スマホ投票
とある世界のおはなし。
若きIT起業家は考えた。
「選挙の投票をスマホからできれば若い人の投票率が上がる!」
さっそく試作アプリの開発をはじめた。
成りすましでの投票を防ぐため、マイナンバーと生年月日を利用しようと考えた。
投票した結果を役所の住民データと照合すれば、投票権を持つ人の判別もでき、集計も瞬く間に終わり予算削減にもつながる。
これは一石二鳥だと考えた。
若きIT起業家はこれを地域の選挙管理委員会に売り込んだ。
担当者は提案をひととおり聞き呟いた。
「同じ人が何度も投票できちゃうじゃない」
「2回投票できないようロックできますし、最後の投票を有効にするルール設定もできます」
「スマホの画面の名前だけで投票するって、正しく選べるとは思えないな」
「候補者の名前とサイトをリンクすれば、その場でどういう人かも確認でき、よりよい選択ができます」
「サイト? リンク?? まあしかし、若い人が投票するかね」
「投票所に行かなくてもよいので投票率は上がると思います。もし投票した人にマイナポイント等を付与すれば、より高い効果が期待できます」
「マイナポイントは私の管轄じゃないから…まあしかし、マイナンバーを使うって適当に入力して当たったらどうするの」
「マイナンバーは12桁1兆パターンあります。これに誕生日の月日365パターンを組み合わせれば、365兆パターンとなり『適当』は無視できる確率です」
「そうは言ってもねえ…そういえばスマホ投票で個人情報が漏洩したら大変だよ」
「投票結果はクラウド上に保管されますが、マイナンバー12桁と誕生年月4桁の組み合わせで個人を特定することは不可能です。この投票データをコピーし、ネットと切り離された役所内で住民データと照合し、投票結果を集計すれば問題ありません」
「しかしね、それでも漏洩したらどうするんだ」
「365兆パターンから個人を特定するなど、そもそも個人情報が漏れていなければ不可能です。
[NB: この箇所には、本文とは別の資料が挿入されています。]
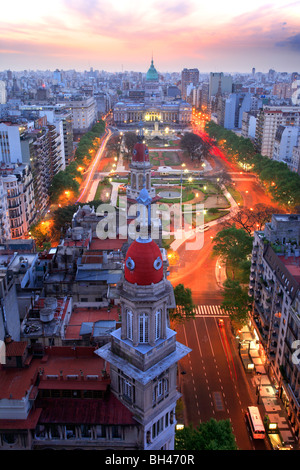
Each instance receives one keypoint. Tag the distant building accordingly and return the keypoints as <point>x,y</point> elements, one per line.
<point>188,76</point>
<point>219,79</point>
<point>286,139</point>
<point>153,107</point>
<point>275,288</point>
<point>268,121</point>
<point>18,185</point>
<point>84,113</point>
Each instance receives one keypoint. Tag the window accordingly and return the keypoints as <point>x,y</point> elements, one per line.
<point>143,328</point>
<point>127,389</point>
<point>157,324</point>
<point>101,431</point>
<point>129,324</point>
<point>160,390</point>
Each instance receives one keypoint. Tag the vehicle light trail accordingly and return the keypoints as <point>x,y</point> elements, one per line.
<point>95,163</point>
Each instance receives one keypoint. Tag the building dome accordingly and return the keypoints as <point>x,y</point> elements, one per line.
<point>143,263</point>
<point>140,153</point>
<point>152,73</point>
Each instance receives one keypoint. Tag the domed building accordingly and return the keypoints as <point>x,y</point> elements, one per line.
<point>153,91</point>
<point>153,108</point>
<point>143,353</point>
<point>140,171</point>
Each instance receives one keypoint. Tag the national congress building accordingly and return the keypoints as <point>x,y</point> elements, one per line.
<point>154,107</point>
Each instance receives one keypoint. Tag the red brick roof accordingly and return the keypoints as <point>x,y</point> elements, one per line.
<point>16,348</point>
<point>85,411</point>
<point>29,423</point>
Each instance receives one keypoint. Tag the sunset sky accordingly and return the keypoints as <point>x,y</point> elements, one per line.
<point>117,35</point>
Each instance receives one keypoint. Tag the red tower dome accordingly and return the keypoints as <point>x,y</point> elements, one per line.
<point>140,153</point>
<point>143,263</point>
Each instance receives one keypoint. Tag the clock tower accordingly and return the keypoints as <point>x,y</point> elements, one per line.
<point>143,353</point>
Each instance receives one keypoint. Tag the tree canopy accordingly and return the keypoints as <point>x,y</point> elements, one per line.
<point>194,145</point>
<point>184,302</point>
<point>236,302</point>
<point>282,184</point>
<point>233,245</point>
<point>212,435</point>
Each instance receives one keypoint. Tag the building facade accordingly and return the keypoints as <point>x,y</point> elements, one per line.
<point>153,108</point>
<point>143,353</point>
<point>275,287</point>
<point>268,121</point>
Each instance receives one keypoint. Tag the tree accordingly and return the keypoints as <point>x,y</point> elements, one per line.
<point>212,435</point>
<point>236,302</point>
<point>195,146</point>
<point>184,302</point>
<point>130,139</point>
<point>234,245</point>
<point>62,181</point>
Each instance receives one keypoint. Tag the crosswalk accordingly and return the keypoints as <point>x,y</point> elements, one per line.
<point>209,311</point>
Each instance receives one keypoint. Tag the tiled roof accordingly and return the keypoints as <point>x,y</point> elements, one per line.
<point>16,348</point>
<point>85,411</point>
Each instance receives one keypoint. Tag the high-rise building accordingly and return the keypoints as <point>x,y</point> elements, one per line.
<point>274,286</point>
<point>219,81</point>
<point>286,139</point>
<point>188,76</point>
<point>84,113</point>
<point>18,184</point>
<point>268,121</point>
<point>143,353</point>
<point>3,93</point>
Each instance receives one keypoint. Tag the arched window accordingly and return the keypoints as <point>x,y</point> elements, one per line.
<point>129,324</point>
<point>143,328</point>
<point>157,324</point>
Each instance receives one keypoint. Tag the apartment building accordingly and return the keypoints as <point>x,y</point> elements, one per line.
<point>219,81</point>
<point>17,180</point>
<point>188,76</point>
<point>268,121</point>
<point>275,287</point>
<point>59,398</point>
<point>84,113</point>
<point>4,219</point>
<point>295,164</point>
<point>286,139</point>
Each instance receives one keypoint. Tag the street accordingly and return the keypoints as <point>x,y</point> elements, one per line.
<point>212,379</point>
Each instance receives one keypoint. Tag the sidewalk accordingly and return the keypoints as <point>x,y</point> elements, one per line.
<point>265,392</point>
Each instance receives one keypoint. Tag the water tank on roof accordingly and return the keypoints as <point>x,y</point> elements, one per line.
<point>48,311</point>
<point>77,233</point>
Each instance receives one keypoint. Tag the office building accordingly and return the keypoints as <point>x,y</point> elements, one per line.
<point>275,288</point>
<point>268,121</point>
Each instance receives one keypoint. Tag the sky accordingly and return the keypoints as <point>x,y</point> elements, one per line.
<point>116,35</point>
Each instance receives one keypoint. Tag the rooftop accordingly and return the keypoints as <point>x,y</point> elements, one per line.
<point>82,316</point>
<point>66,363</point>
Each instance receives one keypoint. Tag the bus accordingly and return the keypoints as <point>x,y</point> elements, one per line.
<point>255,422</point>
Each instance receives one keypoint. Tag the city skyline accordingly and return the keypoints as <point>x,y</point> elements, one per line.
<point>115,35</point>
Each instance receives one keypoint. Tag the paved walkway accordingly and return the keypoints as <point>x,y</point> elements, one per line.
<point>263,389</point>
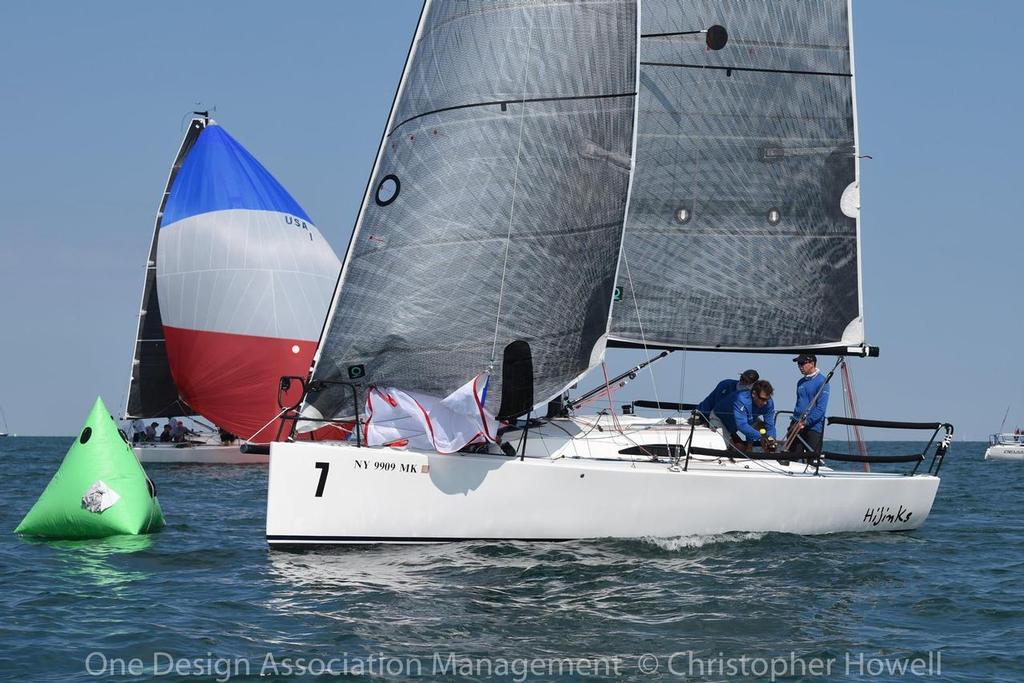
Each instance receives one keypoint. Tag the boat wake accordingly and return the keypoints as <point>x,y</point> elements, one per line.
<point>700,540</point>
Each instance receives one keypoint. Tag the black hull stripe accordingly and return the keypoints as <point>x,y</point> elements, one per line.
<point>274,538</point>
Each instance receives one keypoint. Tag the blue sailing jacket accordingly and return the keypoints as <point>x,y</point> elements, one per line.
<point>720,401</point>
<point>806,388</point>
<point>745,413</point>
<point>720,398</point>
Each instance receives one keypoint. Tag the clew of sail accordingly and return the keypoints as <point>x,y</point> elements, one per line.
<point>416,420</point>
<point>494,214</point>
<point>742,229</point>
<point>244,280</point>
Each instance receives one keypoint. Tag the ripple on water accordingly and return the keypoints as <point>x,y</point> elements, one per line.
<point>208,584</point>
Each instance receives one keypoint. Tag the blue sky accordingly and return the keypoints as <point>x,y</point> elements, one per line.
<point>95,95</point>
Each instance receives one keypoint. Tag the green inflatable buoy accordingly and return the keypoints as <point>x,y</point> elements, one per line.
<point>99,489</point>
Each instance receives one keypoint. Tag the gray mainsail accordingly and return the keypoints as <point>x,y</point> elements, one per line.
<point>495,209</point>
<point>742,228</point>
<point>152,392</point>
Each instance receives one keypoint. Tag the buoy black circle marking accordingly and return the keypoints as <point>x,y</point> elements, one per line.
<point>387,189</point>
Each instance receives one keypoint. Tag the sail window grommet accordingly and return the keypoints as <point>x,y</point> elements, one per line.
<point>387,189</point>
<point>717,37</point>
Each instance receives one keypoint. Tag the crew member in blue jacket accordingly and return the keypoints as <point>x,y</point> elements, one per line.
<point>810,429</point>
<point>719,401</point>
<point>752,408</point>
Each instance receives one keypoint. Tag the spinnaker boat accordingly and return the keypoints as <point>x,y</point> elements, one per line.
<point>238,281</point>
<point>557,178</point>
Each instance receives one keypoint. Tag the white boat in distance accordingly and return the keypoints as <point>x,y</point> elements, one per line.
<point>1006,446</point>
<point>624,175</point>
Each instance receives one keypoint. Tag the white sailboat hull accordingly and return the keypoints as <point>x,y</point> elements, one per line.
<point>341,494</point>
<point>197,455</point>
<point>1005,452</point>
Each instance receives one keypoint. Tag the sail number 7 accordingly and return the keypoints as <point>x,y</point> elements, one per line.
<point>324,468</point>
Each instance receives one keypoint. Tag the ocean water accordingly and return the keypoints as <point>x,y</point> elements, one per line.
<point>205,599</point>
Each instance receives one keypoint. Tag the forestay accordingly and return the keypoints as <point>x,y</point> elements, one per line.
<point>742,227</point>
<point>495,209</point>
<point>152,392</point>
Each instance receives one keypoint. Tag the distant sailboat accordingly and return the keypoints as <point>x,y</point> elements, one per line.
<point>238,283</point>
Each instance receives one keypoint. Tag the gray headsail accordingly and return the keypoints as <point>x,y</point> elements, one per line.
<point>152,392</point>
<point>495,210</point>
<point>742,228</point>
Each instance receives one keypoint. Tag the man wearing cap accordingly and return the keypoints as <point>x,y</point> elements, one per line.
<point>717,408</point>
<point>812,398</point>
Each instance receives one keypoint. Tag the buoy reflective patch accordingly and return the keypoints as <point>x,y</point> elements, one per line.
<point>99,498</point>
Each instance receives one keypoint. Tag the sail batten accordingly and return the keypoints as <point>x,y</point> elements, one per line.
<point>496,206</point>
<point>740,233</point>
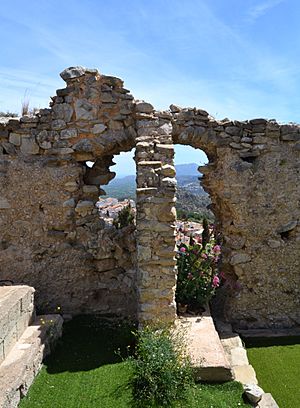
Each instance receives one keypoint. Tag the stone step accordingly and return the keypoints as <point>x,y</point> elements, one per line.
<point>204,346</point>
<point>16,313</point>
<point>24,361</point>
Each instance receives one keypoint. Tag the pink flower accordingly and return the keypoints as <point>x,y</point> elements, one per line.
<point>217,249</point>
<point>222,274</point>
<point>216,281</point>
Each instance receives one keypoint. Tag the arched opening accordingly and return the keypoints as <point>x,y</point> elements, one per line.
<point>117,195</point>
<point>198,244</point>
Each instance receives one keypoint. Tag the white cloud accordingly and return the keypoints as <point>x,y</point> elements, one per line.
<point>261,9</point>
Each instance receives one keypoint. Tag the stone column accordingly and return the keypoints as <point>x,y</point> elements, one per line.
<point>156,214</point>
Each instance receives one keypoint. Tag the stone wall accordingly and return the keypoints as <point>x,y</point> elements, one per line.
<point>51,236</point>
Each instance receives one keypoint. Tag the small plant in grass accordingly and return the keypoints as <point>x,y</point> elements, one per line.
<point>161,368</point>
なので住民データが漏洩していないかげりありえません」
「それでも、それでもだよ、漏洩したらどうするんだ」
「それは事前に漏洩があったことが前提です。事前に漏洩していたことが大問題です」
「しかし人がやることだから……そうだ! これ誰が誰に投票したかわかっちゃうんじゃない。そんなことできるとマスコミが黙ってないよ」
「それはコンプライアンスの問題では!? コンピュータは機械的に集計するだけで、誰かが意図的に個人情報と結びつけた結果を造らない限り、誰が誰に投票したかはわかりません。運用方法を誤らない限りありえません!」
「でもね…そうだね…お年寄りの方はスマホに不慣れだし、若い人に偏るのも公平性にかけるんじゃないかな」
「若い人の投票率が低い今、高齢者に偏りのある結果がでています。それでも問題であれば、はじめは従来の紙での投票と並行で行ってもいいかと思います」
「そうかもしれないけど…」
「もしこのアプリを導入すれば、選挙だけでなく住民投票や世論調査にも使えます。住民の声を直接的に聞くことは、よい事ではないですか」
「…そんな上手くいくかね…」
「投票所の開設や紙投票のコストや手間が省け、住民は気軽に投票できマイナポイントを得るメリットもあります。個人情報の漏洩は限りなく低いはずですが、そのつど暗号化キーを変えることで無視できるほど漏洩は防げます。さらに選挙が終わればクラウド上のデータを削除すればよいだけです」
「暗号キー??? まあ分かった…まず検討して連絡するよ」
その後、若きIT起業家に連絡はこなかった。